My biggest fear in starting this blog is that I will have nothing to say. Depression takes the thoughts from my head and replaces them with an inescapable fear that I have become brain-damaged and dull. I fear that my lobes have been lacerated by binge-drinking in my 20’s or through decades of antidepressant use or by those few deep, deep depressions from which I have still not fully recovered - and may never. I’m afraid that the fear will return and I will sit once again, uncomfortably, tentatively, on the edge of the couch and wonder how I ever made any decisions before in my life. How do normal people decide what to do next? I am often fascinated to watch animals go about their lives, wondering at how they are compelled to action. Depression takes away this basic functioning of life that is present even in hamsters - the ability to direct one’s own affairs, the capacity to feel “rightness” in a course of action. When you’re depressed, everything just feels wrong, all the time, unceasing. To act would be terrible, but not acting is equally terrible.
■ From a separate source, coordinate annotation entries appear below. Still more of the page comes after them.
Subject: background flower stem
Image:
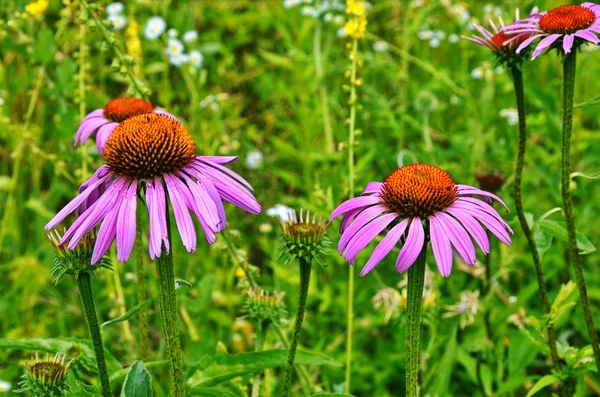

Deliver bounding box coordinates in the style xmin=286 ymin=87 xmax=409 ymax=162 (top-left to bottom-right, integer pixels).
xmin=561 ymin=49 xmax=600 ymax=372
xmin=76 ymin=272 xmax=112 ymax=397
xmin=405 ymin=244 xmax=427 ymax=397
xmin=282 ymin=258 xmax=312 ymax=397
xmin=155 ymin=227 xmax=184 ymax=397
xmin=511 ymin=65 xmax=561 ymax=370
xmin=344 ymin=39 xmax=358 ymax=394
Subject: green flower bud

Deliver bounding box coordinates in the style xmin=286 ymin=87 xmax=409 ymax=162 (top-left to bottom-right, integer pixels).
xmin=279 ymin=210 xmax=331 ymax=266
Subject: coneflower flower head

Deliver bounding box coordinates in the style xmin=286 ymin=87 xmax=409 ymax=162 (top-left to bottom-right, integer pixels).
xmin=462 ymin=7 xmax=538 ymax=64
xmin=48 ymin=230 xmax=112 ymax=284
xmin=331 ymin=164 xmax=512 ymax=277
xmin=46 ymin=113 xmax=261 ymax=264
xmin=15 ymin=353 xmax=73 ymax=397
xmin=242 ymin=287 xmax=287 ymax=324
xmin=502 ymin=2 xmax=600 ymax=59
xmin=279 ymin=210 xmax=330 ymax=266
xmin=75 ymin=97 xmax=174 ymax=154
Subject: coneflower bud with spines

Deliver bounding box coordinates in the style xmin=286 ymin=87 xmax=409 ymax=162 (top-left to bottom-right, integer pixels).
xmin=279 ymin=209 xmax=331 ymax=266
xmin=15 ymin=353 xmax=73 ymax=397
xmin=48 ymin=230 xmax=112 ymax=284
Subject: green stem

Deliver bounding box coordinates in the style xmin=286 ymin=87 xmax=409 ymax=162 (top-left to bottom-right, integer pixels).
xmin=344 ymin=39 xmax=358 ymax=394
xmin=155 ymin=246 xmax=184 ymax=397
xmin=252 ymin=321 xmax=269 ymax=397
xmin=135 ymin=216 xmax=150 ymax=362
xmin=511 ymin=65 xmax=561 ymax=370
xmin=77 ymin=272 xmax=112 ymax=397
xmin=561 ymin=50 xmax=600 ymax=372
xmin=404 ymin=244 xmax=427 ymax=397
xmin=313 ymin=13 xmax=335 ymax=154
xmin=282 ymin=259 xmax=311 ymax=397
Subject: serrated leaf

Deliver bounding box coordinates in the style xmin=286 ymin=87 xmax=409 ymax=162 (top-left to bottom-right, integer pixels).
xmin=540 ymin=219 xmax=596 ymax=255
xmin=121 ymin=361 xmax=152 ymax=397
xmin=187 ymin=350 xmax=342 ymax=387
xmin=526 ymin=375 xmax=558 ymax=397
xmin=0 ymin=338 xmax=121 ymax=373
xmin=100 ymin=298 xmax=154 ymax=327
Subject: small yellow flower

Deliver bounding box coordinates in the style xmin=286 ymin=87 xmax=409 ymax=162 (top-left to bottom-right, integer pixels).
xmin=25 ymin=0 xmax=50 ymax=19
xmin=346 ymin=0 xmax=367 ymax=17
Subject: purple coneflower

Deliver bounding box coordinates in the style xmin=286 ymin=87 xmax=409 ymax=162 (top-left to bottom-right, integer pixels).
xmin=462 ymin=7 xmax=538 ymax=55
xmin=331 ymin=164 xmax=512 ymax=277
xmin=75 ymin=97 xmax=174 ymax=155
xmin=502 ymin=2 xmax=600 ymax=59
xmin=46 ymin=113 xmax=261 ymax=264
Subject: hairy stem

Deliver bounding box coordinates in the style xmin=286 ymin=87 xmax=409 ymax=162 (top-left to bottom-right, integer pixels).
xmin=282 ymin=259 xmax=311 ymax=397
xmin=155 ymin=246 xmax=184 ymax=397
xmin=404 ymin=244 xmax=427 ymax=397
xmin=77 ymin=272 xmax=112 ymax=397
xmin=344 ymin=39 xmax=358 ymax=394
xmin=511 ymin=65 xmax=561 ymax=370
xmin=561 ymin=50 xmax=600 ymax=372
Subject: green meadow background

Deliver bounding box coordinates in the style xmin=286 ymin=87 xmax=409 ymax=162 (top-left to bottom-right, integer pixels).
xmin=0 ymin=0 xmax=600 ymax=397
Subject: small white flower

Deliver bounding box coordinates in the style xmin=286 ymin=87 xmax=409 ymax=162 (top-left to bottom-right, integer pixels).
xmin=188 ymin=51 xmax=204 ymax=68
xmin=108 ymin=15 xmax=127 ymax=30
xmin=267 ymin=204 xmax=294 ymax=222
xmin=183 ymin=30 xmax=198 ymax=43
xmin=169 ymin=52 xmax=188 ymax=66
xmin=0 ymin=380 xmax=12 ymax=393
xmin=167 ymin=39 xmax=183 ymax=55
xmin=498 ymin=108 xmax=519 ymax=125
xmin=246 ymin=150 xmax=263 ymax=170
xmin=373 ymin=41 xmax=389 ymax=52
xmin=106 ymin=1 xmax=123 ymax=16
xmin=144 ymin=17 xmax=167 ymax=40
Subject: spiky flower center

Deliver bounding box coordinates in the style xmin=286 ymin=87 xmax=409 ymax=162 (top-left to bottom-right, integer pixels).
xmin=539 ymin=5 xmax=596 ymax=34
xmin=380 ymin=164 xmax=458 ymax=219
xmin=104 ymin=97 xmax=154 ymax=123
xmin=104 ymin=113 xmax=196 ymax=180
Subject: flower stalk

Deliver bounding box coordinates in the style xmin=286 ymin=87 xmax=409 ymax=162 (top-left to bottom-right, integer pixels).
xmin=405 ymin=243 xmax=427 ymax=397
xmin=155 ymin=246 xmax=185 ymax=397
xmin=282 ymin=258 xmax=312 ymax=397
xmin=510 ymin=63 xmax=561 ymax=370
xmin=76 ymin=272 xmax=112 ymax=397
xmin=561 ymin=49 xmax=600 ymax=372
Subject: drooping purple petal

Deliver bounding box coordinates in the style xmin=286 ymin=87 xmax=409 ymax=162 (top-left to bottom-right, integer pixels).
xmin=531 ymin=33 xmax=562 ymax=60
xmin=60 ymin=179 xmax=125 ymax=246
xmin=436 ymin=212 xmax=477 ymax=265
xmin=445 ymin=207 xmax=490 ymax=255
xmin=396 ymin=218 xmax=425 ymax=273
xmin=429 ymin=215 xmax=452 ymax=277
xmin=343 ymin=213 xmax=398 ymax=265
xmin=360 ymin=219 xmax=408 ymax=277
xmin=117 ymin=180 xmax=137 ymax=262
xmin=329 ymin=196 xmax=381 ymax=222
xmin=338 ymin=204 xmax=388 ymax=253
xmin=45 ymin=167 xmax=112 ymax=230
xmin=92 ymin=203 xmax=119 ymax=265
xmin=75 ymin=117 xmax=110 ymax=145
xmin=96 ymin=123 xmax=119 ymax=155
xmin=163 ymin=174 xmax=196 ymax=252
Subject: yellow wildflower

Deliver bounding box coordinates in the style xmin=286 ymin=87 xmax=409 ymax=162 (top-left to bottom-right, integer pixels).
xmin=25 ymin=0 xmax=50 ymax=19
xmin=125 ymin=18 xmax=142 ymax=63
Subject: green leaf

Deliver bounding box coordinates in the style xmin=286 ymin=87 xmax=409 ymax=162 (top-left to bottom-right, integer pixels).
xmin=33 ymin=27 xmax=56 ymax=63
xmin=100 ymin=298 xmax=154 ymax=327
xmin=526 ymin=375 xmax=559 ymax=397
xmin=121 ymin=361 xmax=152 ymax=397
xmin=0 ymin=338 xmax=121 ymax=373
xmin=187 ymin=350 xmax=342 ymax=387
xmin=540 ymin=219 xmax=596 ymax=255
It’s just terrible.

I had the idea to make a video blog about my struggle with depression and follow my anticipated decline during this medicine switch, but I have neither the talent for video making nor the technology with which to create that would make such an endeavor successful. I return, instead, to my old medium, to words unedited and haphazordly arranged (and not spell-checked because we have yet to register Word on our laptop).

Messy. That’s what this blog will be. I don’t know with whom I will share it yet, but if you’re reading this, I have shared it with you, so there’s that.